Tuntut Cukai Rokok Tidak Naik, Emak-Emak Buruh Tembakau Turun ke Jalan

Federasi Serikat Pekerja Rokok Tembakau Makanan Minuman Serikat Pekerja Seluruh Indonesia (FSP RTMM-SPSI) menggelar aksi damai di depan Kantor Gubernur Jawa Timur.

oleh Dian Kurniawan diperbarui 01 Nov 2018, 22:01 WIB
Foto: Dian Kurniawan/ Liputan6.com.

Liputan6.com, Surabaya - Federasi Serikat Pekerja Rokok Tembakau Makanan Minuman Serikat Pekerja Seluruh Indonesia (FSP RTMM-SPSI) menggelar aksi damai di depan Kantor Gubernur Jawa Timur di Surabaya, Kamis (1/11/2018).

Ribuan anggota RTMM-SPSI yang hampir seluruhnya perempuan itu menyampaikan permohonan kepada pemerintah agar tidak menaikkan tarif cukai dan harga jual rokok.

"Harga jual eceran rokok terlampau tinggi tahun 2019," tutur Ketua Pengurus Daerah Jawa Timur FSP RTMM-SPSI Purnomo.

Dia menjelaskan, kenaikan yang terlampau tinggi dikhawatirkan akan berdampak pada makin melemahnya industri hasil tembakau nasional yang terus mengalami penurunan.
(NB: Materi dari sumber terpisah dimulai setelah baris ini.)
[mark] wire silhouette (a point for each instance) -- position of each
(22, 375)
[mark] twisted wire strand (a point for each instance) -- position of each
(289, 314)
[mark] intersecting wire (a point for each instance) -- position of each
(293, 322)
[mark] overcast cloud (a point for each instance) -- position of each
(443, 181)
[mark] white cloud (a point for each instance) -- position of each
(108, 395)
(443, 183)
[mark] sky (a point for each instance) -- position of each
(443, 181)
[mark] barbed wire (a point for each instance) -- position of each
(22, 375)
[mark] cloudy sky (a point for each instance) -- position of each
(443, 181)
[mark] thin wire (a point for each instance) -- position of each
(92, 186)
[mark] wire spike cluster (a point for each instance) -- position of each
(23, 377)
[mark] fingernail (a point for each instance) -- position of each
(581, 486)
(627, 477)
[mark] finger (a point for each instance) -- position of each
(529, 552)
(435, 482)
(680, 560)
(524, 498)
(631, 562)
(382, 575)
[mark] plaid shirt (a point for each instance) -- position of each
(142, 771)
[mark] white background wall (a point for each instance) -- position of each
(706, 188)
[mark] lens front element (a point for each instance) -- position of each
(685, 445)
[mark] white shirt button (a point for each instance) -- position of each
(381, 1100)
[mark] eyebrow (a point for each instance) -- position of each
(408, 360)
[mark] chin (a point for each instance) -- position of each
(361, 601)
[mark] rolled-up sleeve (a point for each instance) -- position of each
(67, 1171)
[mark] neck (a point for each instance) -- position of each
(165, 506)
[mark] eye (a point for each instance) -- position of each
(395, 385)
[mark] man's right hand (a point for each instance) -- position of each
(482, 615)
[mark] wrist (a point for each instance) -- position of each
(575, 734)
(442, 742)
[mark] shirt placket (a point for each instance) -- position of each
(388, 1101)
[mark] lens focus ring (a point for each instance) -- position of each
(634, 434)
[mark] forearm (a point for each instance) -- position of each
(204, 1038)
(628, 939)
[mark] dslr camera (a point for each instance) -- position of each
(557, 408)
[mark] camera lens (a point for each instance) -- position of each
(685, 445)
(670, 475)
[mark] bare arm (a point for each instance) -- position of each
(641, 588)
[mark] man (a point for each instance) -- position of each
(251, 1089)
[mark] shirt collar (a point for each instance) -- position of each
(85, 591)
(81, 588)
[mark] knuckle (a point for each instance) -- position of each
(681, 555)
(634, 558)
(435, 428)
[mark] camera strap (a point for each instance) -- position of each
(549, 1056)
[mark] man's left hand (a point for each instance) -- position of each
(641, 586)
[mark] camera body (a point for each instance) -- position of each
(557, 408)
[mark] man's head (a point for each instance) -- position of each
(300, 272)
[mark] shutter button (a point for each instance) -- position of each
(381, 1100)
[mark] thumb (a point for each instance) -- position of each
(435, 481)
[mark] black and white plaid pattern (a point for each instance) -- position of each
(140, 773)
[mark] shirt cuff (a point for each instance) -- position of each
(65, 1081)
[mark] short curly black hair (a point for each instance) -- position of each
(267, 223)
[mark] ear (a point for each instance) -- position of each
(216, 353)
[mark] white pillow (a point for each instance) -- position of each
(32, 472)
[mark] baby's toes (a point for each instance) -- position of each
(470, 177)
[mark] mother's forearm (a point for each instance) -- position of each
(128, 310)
Dampaknya, tentu berkaitan langsung pada kelangsungan lapangan pekerjaan anggota FSP RTMM-SPSI yang 60 persen di antaranya pekerja industri rokok.

"Kami meminta perlindungan kepada bapak Gubernur Jawa Timur Soekarwo terkait industri hasil tembakau yang saat ini masih merupakan sawah ladang mata pencaharian bagi ratusan ribu anggota kami," kata Purnomo.

Dia mengatakan, kenaikan tarif cukai ataupun harga jual eceran rokok yang terlampau tinggi turut meningkatkan peredaran rokok ilegal dan menyebabkan menjamurnya rokok-rokok murah ilegal. Akibatnya, negara akan kehilangan penerimaan dari sektor cukai.

"Berdasarkan studi Universitas Gadjah Mada, potensi penerimaan negara yang hilang akibat rokok ilegal dapat mencapai Rp 1 triliun," ucap Purnomo.

 


Apa yang Terjadi Jika Cukai Rokok Naik?

Foto: Dian Kurniawan/ Liputan6.com.

Sementara itu, Ketua Paguyuban Mitra Produksi Sigaret Indonesia, Djoko Wahyudi menambahkan, industri hasil tembakau sudah terbebani oleh kenaikan tarif cukai rokok di atas inflasi sehingga mengalami stagnansi sejak 2014.

"Bahkan, sejak tahun 2016, industri yang menjadi tumpuan enam juta orang ini telah mengalami penurunan sebesar 1-2 persen," tutur Djoko.

Secara terpisah, Ketua Umum FSP RTMM-SPSI Sudarto menyampaikan, akibat kenaikan tarif cukai yang cukup tinggi di atas inflasi, maka dalam delapan tahun terakhir, banyak pekerja rokok yang terpaksa dirumahkan atau PHK.

PP FSP RTMM-SPSI mencatat, pada 2010 lalu, jumlah pekerja yang tergabung dalam organisasinya sebanyak 235.240. Lima tahun kemudian atau pada 2015, jumlah anggotanya turun menjadi 209.320 orang.

Penurunan terus terjadi pada 2017 lalu, menjadi hanya 178.624 orang. Itu artinya, selama delapan tahun terakhir, pekerja rokok yang kehilangan pekerjaan sebanyak 56.616 orang.

"Maka itu, kami berharap yang terhormat Bapak Soekarwo selaku Gubernur Jawa Timur dapat membantu menyuarakan suara kami kepada pemerintah pusat," ujar Sudarto menambahkan.